# Why Is My Furnace Blowing Cold Air



## HVACPhilly (May 6, 2017)

If your furnace is blowing cold air, it’s not mocking you. It’s a cry for help. The good news is that the problem is usually simple to diagnose and repair. The heating repair experts at HVAC Philly will list the five most common reasons why your furnace is blowing cold air.


The Thermostat Fan is Set to ON
The most common reason that you’re getting cold air instead of the expected warm air is that the fan is set to ON.

Why would that cause a problem?

Typically, a thermostat has only two fan settings — ON and AUTO. When the fan is set to AUTO the fan goes into operation only when the furnace burner is on. This results in the fan blowing warm air into your home. When the burner turns off so does the fan.

However, if the fan is set to ON, the fan blows nonstop, regardless of whether the burner is operating. That means that if the burner is not operating, the fan blows air that has not been warmed. In other words, you get cold air at the time of the year where you couldn’t imagine anything that you’d want less.

This problem can easily occur when there’s a warm afternoon and you decide to circulate the air in your home by turning the fan setting to ON. Later, after sundown, the temperature drops, but your furnace is still circulating cool air.

The Thermostat Isn’t Working Correctly
Like your favorite laptop, a computerized thermostat may have encountered a problem that requires the system to be restarted.

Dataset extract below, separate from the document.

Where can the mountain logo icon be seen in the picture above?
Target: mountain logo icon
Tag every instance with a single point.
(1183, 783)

Restarting it may correct the cold air problem.

If the thermostat uses a battery, the battery may have become too weak to correct power the system. Replace with the suggested make and model of battery.



The Filters Are Dirty
Your furnace needs to breathe good, clean air. It does so thanks to a hardworking air filter.

If the filter is neglected and becomes clogged, not enough fresh air reaches the furnace. As a result, the furnace’s heat exchanger can overheat. To prevent damage to your furnace the burner shuts down.

The fan, however, may continue to blow for a short time in an attempt to bring the temperature of the burner down to an acceptable level.

That would explain why you feel cold air.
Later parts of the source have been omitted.